David Ben-Gurion called Menachem Begin a “distinct Hitlerist type”, and referred to Vladimir (Zeev) Jabotinsky, founder of Revisionist Zionism that led to Likud, as “Vladimir Hitler”. Ben-Gurion was Israel’s leader during the mentioned Dawaymeh massacre in October 1948. He was pushed into an investigation, which he kept small and quiet, letting it die out with a mass amnesty in February 1949.

There are Judeo-Nazis!,

cried Yeshayahu Leibowitz, the late Israeli Orthodox Jewish professor and philosopher. Former President Ezer Weizman hailed him as “one of the greatest figures in the life of the Jewish people and the State of Israel in recent generations,” and “a spiritual conscience for many in Israel.”

If there’s something that frightens me about Holocaust remembrance it’s the recognition of the revolting processes that occurred in Europe in general, and particularly in Germany, back then – 70, 80 and 90 years ago – and finding signs of them here among us today in 2016,

said Israeli army Deputy Chief of Staff, Major General Yair Golan, in a speech on Holocaust Remembrance Day just four years ago. Golan is now contending for the parliament on the list of the left Zionist bloc, Labor-Gesher-Meretz.

Now some weaponizations of the Holocaust against Palestinians as well as regional foes:

In 1969, Israeli Foreign Minister Abba Eban invoked the term “Auschwitz” in regards to the 1949 ceasefire lines (often regarded erroneously as 1967 borders). Eban was speaking to the UN in his capacity as Foreign Minister:

We have openly said that the map will never again be the same as on June 4, 1967. For us, this is a matter of security and of principles. The June map is for us equivalent to insecurity and danger. I do not exaggerate when I say that it has for us something of a memory of Auschwitz.

In 1967, Egyptian leader Gamal Abdel Nasser was widely and regularly called “Hitler” by Israeli leadership, as if he threatened a second Holocaust – although it was clear to them that Israel faced no existential danger at the time.

In 1980, Israeli Prime Minister Menachem Begin (who was leader of the Jewish terrorist Irgun in pre-state years), likened his decision to go after Palestinian leader Yasser Arafat in Beirut, to going after “Hitler in his bunker”. Begin said about Arafat:

He will replace the army and police headquarters with his goons, and rule as Hitler did in Germany,

At the time, Begin was presiding over a massive false-flag terror campaign in Lebanon, killing hundreds of civilians.

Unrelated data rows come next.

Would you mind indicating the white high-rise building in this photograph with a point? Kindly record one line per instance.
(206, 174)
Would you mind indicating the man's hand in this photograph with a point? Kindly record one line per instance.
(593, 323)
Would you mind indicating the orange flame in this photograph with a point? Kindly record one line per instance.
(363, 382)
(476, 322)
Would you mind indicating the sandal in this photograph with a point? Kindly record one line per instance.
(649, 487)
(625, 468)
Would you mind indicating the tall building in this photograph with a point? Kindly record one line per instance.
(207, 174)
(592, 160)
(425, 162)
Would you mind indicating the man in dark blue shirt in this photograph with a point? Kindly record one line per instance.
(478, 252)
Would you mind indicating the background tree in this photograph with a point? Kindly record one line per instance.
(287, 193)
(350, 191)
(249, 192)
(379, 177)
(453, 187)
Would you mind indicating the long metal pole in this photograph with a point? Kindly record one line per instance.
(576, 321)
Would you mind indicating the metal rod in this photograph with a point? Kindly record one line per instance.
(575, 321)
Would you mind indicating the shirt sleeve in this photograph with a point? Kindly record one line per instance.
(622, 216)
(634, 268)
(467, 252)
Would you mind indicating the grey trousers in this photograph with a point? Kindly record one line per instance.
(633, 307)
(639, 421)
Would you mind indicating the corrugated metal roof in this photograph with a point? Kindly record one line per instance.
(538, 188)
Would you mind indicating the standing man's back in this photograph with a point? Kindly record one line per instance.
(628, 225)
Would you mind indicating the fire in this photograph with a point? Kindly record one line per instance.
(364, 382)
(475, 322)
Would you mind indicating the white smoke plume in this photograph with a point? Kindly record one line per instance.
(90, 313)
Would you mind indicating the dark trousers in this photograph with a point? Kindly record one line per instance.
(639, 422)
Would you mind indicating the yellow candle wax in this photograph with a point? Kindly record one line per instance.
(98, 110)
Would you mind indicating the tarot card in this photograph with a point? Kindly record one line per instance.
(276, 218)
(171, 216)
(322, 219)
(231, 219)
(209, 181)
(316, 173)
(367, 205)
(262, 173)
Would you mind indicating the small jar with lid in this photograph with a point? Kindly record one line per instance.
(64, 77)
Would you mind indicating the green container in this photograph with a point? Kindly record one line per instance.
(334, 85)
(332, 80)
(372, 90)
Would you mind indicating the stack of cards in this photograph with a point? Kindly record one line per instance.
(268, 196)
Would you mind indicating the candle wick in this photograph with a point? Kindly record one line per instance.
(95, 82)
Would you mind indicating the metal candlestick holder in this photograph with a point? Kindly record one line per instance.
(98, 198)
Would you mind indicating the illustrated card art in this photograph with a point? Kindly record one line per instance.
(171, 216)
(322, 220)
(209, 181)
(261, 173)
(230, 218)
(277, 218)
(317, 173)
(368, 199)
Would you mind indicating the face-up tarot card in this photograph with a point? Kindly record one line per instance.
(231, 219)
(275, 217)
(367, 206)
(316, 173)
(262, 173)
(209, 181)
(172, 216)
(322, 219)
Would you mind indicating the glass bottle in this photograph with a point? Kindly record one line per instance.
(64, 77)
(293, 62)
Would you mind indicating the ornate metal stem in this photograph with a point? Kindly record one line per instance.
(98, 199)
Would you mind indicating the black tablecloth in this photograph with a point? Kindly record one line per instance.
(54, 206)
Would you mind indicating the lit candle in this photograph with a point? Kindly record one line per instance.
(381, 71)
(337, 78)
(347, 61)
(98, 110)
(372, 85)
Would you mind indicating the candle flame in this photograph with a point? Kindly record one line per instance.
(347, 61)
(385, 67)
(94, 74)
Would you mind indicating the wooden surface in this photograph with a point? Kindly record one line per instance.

In 2015, Prime Minister Benjamin Netanyahu said that the idea for the Nazi Final Solution came from a Palestinian leader, the Grand Mufti Haj Amin al-Husseini. Netanyahu refused to back down from his Holocaust revisionism despite universal denouncement, even in Germany.

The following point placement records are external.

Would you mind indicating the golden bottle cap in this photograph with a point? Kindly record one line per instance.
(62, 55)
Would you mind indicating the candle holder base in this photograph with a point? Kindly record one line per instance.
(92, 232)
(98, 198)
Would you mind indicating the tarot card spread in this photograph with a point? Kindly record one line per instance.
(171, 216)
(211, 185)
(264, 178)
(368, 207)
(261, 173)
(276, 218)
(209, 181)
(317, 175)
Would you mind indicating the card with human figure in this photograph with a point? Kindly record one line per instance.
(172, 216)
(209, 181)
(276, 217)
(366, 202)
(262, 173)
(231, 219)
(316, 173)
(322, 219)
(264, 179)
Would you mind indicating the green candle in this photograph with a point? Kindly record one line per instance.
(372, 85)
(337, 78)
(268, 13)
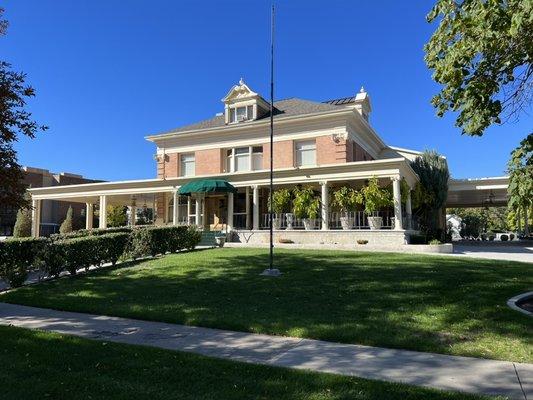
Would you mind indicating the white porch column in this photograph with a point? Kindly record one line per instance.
(255, 202)
(229, 223)
(89, 213)
(397, 196)
(189, 206)
(36, 218)
(103, 212)
(247, 205)
(133, 215)
(175, 208)
(526, 222)
(325, 205)
(408, 210)
(198, 213)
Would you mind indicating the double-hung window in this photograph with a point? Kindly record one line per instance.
(249, 158)
(240, 114)
(187, 164)
(305, 153)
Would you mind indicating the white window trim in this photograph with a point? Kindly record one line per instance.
(296, 163)
(232, 158)
(182, 170)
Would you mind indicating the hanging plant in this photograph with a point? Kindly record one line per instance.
(345, 199)
(281, 201)
(374, 197)
(306, 204)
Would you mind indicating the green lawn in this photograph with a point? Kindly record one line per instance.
(439, 304)
(38, 365)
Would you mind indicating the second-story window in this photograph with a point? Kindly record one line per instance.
(248, 158)
(305, 153)
(187, 164)
(241, 114)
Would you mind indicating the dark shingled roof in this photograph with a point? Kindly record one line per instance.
(282, 108)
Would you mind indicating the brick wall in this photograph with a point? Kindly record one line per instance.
(283, 154)
(170, 167)
(208, 162)
(329, 151)
(360, 154)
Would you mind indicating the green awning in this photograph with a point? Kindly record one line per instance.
(207, 186)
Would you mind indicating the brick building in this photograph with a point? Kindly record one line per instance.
(322, 145)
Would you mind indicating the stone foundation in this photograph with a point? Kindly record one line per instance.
(375, 238)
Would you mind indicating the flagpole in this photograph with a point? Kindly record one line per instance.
(271, 271)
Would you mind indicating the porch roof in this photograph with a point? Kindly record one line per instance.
(478, 192)
(395, 167)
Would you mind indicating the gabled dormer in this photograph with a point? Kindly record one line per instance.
(242, 104)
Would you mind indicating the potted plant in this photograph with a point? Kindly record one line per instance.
(306, 206)
(345, 198)
(374, 199)
(281, 202)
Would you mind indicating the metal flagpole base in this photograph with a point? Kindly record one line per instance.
(271, 272)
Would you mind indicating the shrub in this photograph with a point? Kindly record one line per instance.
(192, 237)
(178, 238)
(18, 257)
(22, 226)
(66, 225)
(285, 241)
(90, 232)
(418, 239)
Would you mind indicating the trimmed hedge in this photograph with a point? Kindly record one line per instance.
(92, 248)
(19, 256)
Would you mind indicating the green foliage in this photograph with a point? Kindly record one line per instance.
(520, 168)
(482, 54)
(374, 197)
(116, 216)
(306, 204)
(345, 199)
(23, 223)
(431, 192)
(281, 200)
(15, 121)
(18, 256)
(66, 225)
(95, 247)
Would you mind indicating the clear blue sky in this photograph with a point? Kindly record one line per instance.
(109, 72)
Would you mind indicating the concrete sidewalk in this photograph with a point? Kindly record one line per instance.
(473, 375)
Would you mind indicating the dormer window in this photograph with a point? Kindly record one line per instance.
(241, 114)
(242, 104)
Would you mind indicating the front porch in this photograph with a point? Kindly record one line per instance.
(246, 210)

But after all that, a BBC reporter cannot even mention occupied Palestinians, not even lightly, at the end of her report from the Holocaust museum.

Who do the Israel apologists think they are fooling? But they have support from all the governments and entities adopting the International Holocaust Remembrance Alliance (IHRA) definition of anti-Semitism, which targets any critique of Israel, including “drawing comparisons of contemporary Israeli policy to that of the Nazis.”

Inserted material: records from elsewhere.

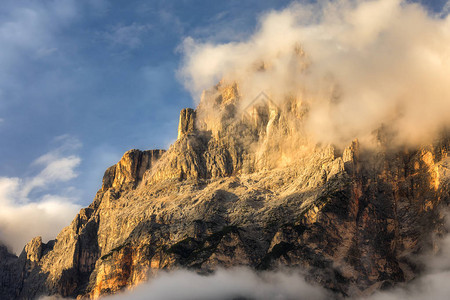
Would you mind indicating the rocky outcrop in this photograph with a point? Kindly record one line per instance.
(187, 122)
(236, 190)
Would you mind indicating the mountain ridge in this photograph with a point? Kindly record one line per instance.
(246, 188)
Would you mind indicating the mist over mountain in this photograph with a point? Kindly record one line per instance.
(315, 165)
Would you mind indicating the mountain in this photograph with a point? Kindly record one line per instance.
(244, 185)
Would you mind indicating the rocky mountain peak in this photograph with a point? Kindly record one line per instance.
(244, 185)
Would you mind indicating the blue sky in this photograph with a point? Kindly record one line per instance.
(83, 81)
(101, 72)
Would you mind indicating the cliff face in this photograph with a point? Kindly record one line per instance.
(241, 186)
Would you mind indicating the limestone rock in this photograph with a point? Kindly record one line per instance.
(187, 122)
(231, 191)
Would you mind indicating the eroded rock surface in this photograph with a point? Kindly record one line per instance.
(240, 188)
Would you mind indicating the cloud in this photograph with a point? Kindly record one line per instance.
(354, 64)
(129, 36)
(432, 284)
(238, 283)
(37, 205)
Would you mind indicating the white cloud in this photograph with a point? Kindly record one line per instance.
(226, 284)
(129, 36)
(22, 216)
(369, 63)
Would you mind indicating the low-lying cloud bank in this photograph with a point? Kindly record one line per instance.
(239, 283)
(28, 209)
(354, 64)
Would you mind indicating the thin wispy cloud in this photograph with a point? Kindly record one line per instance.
(129, 36)
(38, 205)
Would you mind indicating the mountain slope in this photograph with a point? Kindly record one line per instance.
(245, 186)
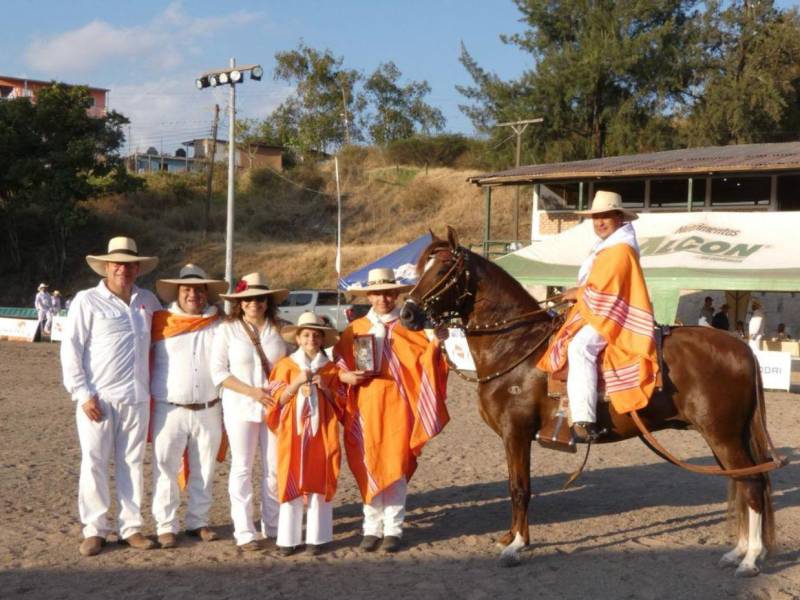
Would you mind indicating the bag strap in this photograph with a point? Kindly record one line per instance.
(252, 333)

And I’m thinking, Stop it already, you hypocrites. Leave Orla Guerin alone. You are supposedly offended that someone has made a mere mentioning of Palestinians in conjunction with the Holocaust, which is supposed to be a purely Jewish and Israeli historical treasure, and Palestinians are never mentioned. If Jewish Israelis do it, that’s one thing – but don’t do the dirty laundry at BBC! Guerin didn’t even call anyone Hitler or Nazi.

Yet the reflections on the Holocaust and Nazis can be sobering. You don’t have to be a literal Nazi at any point, in order to be on the track to fascism. And sometimes you’re a real fascist anyway. Those who don’t want to look it in the eye are practicing denial, and projecting a weaponization of the Holocaust on the “left”. But the truth is, that Israel has been weaponizing the Holocaust against Palestinians in many ways, and that’s the last thing they want anyone to talk about.

Comments (1)

  • RH says:

    There is a massive contradictory irony in a situation where the lunatic fringe activity of holocaust denial is treated as an imminent threat, whilst the everyday activity of Nakba denial is virtually official policy.